Bajpai Arun K, Park Jeong-Hoh, Moon Ik-Jae, Kang Hyungu, Lee Yun-Han, Doh Kyung-Oh, Suh Seong-Il, Chang Byeong-Churl, Park Jong-Gu
WelGENE Inc. 71B-4L, Hightech sector 2, Sungseo Industrial Park III, Dalseogu, Daegu 704-230, Republic of Korea.
Oncogene. 2005 Sep 29;24(43):6492-501. doi: 10.1038/sj.onc.1208731.
Ribbon antisense (RiAS) to the hTR RNA, a component of the telomerase complex, was employed to inhibit telomerase activity and cancer cell growth. The antisense molecule, hTR-RiAS, combined with enhanced cellular uptake was shown to effectively inhibit telomerase activity and cause rapid cell death in various cancer cell lines. When cancer cells were treated with hTR-RiAS, the level of hTR RNA was reduced by more than 90% accompanied with reduction in telomerase activity. When checked for cancer cell viability, cancer cell lines treated with hTR-RiAS using DNA+Peptide+Lipid complex showed 70-80% growth inhibition in 3 days. The reduced cell viability was due to apoptosis as the percentage of cells exhibiting the sub-G0 arrest and DNA fragmentation increased after antisense treatment. Further, when subcutaneous tumors of a colon cancer cell line (SW480) were treated intratumorally with hTR-RiAS, tumor growth was markedly suppressed with almost total ablation of hTR RNA in the tumor tissue. Cells in the tumor tissue were also found to undergo apoptosis after hTR-RiAS treatment. These results suggest that hTR-RiAS is an effective anticancer reagent, with a potential for broad efficacy to diverse malignant tumors.

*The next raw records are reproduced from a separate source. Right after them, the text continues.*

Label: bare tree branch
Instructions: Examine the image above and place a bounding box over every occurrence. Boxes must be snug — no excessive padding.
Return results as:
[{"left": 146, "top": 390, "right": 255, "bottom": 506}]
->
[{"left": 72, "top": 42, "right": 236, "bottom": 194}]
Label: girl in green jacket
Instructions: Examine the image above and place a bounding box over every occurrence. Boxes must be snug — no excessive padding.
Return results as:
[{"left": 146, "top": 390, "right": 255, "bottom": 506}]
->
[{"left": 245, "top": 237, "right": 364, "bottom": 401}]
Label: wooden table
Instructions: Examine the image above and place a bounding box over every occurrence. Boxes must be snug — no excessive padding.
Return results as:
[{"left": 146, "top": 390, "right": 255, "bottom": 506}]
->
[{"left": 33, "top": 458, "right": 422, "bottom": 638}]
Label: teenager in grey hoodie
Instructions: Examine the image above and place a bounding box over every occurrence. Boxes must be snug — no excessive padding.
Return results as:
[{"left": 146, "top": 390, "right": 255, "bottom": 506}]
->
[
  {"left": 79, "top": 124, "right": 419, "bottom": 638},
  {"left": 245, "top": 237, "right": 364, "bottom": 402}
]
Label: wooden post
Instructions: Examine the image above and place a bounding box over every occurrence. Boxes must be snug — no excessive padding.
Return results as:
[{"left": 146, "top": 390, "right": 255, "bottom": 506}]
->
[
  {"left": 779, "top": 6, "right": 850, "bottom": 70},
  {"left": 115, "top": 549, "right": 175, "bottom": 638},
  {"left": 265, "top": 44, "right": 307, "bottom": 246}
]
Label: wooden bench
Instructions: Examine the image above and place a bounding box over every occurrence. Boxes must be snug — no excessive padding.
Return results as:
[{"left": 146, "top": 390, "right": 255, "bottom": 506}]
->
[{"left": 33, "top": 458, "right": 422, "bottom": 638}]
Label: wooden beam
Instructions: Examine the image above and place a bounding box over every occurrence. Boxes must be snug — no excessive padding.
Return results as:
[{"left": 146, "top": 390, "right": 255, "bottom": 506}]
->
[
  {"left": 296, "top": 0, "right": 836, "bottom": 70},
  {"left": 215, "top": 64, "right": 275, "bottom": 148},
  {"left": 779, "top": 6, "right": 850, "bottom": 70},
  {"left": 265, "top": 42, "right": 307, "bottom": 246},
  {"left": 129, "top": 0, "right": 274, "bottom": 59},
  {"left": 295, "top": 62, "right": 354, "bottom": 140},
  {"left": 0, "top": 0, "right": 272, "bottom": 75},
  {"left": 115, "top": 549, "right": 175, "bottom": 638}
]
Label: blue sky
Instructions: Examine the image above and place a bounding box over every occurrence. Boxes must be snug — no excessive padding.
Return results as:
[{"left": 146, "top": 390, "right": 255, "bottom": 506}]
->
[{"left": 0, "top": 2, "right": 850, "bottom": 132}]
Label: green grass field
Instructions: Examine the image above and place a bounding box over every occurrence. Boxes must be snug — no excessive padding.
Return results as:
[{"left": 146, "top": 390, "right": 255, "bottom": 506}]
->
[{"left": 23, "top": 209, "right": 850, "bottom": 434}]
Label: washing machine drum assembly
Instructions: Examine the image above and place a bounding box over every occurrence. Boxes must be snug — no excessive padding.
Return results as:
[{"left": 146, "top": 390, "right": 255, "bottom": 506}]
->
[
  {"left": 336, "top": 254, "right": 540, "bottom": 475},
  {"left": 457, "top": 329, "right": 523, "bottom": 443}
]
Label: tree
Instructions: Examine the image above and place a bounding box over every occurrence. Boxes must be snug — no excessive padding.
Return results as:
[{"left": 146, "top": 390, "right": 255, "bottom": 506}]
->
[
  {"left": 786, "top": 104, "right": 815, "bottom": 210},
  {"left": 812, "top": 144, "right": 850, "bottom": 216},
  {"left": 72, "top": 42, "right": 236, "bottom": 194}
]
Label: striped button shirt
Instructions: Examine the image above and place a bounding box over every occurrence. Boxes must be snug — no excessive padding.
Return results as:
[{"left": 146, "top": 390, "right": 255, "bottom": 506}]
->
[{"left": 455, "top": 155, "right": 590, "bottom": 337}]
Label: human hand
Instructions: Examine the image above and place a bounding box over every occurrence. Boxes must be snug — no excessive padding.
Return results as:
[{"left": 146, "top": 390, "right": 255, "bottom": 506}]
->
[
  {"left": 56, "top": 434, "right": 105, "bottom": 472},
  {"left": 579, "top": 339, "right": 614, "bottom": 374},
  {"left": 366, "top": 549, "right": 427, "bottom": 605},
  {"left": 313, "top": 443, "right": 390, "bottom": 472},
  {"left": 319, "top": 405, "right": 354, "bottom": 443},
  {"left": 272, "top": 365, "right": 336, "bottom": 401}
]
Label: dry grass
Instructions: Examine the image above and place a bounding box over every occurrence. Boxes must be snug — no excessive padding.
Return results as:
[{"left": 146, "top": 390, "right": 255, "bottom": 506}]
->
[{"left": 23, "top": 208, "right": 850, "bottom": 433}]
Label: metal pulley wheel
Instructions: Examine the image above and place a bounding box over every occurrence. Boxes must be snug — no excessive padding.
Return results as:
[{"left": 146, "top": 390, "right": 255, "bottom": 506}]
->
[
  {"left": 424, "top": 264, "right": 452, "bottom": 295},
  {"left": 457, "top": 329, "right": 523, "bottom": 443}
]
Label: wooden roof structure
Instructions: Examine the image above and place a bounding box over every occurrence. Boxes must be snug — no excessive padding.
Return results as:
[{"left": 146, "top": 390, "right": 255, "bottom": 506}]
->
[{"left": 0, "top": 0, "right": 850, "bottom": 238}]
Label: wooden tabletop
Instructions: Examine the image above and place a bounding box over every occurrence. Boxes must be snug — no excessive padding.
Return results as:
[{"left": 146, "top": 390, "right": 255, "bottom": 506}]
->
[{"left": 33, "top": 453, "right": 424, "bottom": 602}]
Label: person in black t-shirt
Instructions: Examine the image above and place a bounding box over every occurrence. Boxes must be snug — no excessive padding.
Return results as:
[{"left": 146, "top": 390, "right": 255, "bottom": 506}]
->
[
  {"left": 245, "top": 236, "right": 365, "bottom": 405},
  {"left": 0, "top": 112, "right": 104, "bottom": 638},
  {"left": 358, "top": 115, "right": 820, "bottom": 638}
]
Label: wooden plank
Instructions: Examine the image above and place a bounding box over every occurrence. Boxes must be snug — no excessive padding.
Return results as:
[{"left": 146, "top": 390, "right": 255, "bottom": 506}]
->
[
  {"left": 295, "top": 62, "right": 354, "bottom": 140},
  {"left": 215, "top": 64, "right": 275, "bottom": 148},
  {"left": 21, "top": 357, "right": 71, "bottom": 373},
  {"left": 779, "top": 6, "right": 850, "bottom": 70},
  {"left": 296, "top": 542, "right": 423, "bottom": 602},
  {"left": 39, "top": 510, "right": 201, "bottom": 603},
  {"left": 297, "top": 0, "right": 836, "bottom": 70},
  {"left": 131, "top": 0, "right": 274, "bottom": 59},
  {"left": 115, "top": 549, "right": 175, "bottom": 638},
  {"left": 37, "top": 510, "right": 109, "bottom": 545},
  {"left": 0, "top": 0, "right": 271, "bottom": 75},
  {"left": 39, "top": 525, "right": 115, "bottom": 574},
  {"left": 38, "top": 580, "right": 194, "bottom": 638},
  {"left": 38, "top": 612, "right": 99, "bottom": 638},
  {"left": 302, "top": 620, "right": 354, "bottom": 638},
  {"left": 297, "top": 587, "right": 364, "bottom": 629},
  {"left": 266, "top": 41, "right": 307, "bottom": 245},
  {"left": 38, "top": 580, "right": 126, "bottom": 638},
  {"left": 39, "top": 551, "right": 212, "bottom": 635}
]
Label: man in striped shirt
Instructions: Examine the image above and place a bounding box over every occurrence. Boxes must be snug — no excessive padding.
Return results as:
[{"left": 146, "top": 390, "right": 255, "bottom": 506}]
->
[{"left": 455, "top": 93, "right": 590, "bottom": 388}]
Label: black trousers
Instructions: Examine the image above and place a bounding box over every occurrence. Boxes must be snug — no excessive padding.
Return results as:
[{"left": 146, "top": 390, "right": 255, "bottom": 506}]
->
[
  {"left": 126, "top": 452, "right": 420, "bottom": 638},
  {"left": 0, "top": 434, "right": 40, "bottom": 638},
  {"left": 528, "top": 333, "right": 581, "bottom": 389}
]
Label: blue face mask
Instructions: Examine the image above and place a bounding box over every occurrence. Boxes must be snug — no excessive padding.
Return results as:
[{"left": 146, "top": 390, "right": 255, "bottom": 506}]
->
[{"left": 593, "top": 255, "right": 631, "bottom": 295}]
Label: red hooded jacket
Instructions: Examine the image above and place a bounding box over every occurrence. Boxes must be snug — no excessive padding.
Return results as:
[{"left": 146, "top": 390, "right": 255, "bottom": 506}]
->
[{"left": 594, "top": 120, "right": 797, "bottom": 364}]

端粒酶复合物的一个组成部分hTR RNA的带状反义核酸(RiAS)被用于抑制端粒酶活性和癌细胞生长。反义分子hTR-RiAS与增强的细胞摄取相结合,被证明能有效抑制端粒酶活性并在各种癌细胞系中导致快速细胞死亡。当用hTR-RiAS处理癌细胞时,hTR RNA水平降低了90%以上,同时端粒酶活性也降低。在检测癌细胞活力时,使用DNA+肽+脂质复合物处理hTR-RiAS的癌细胞系在3天内显示出70-80%的生长抑制。细胞活力降低是由于凋亡,因为反义处理后显示亚G0期停滞和DNA片段化的细胞百分比增加。此外,当用hTR-RiAS对结肠癌细胞系(SW480)的皮下肿瘤进行瘤内治疗时,肿瘤生长明显受到抑制,肿瘤组织中的hTR RNA几乎完全消失。在hTR-RiAS处理后,还发现肿瘤组织中的细胞发生凋亡。这些结果表明,hTR-RiAS是一种有效的抗癌试剂,对多种恶性肿瘤具有广泛疗效的潜力。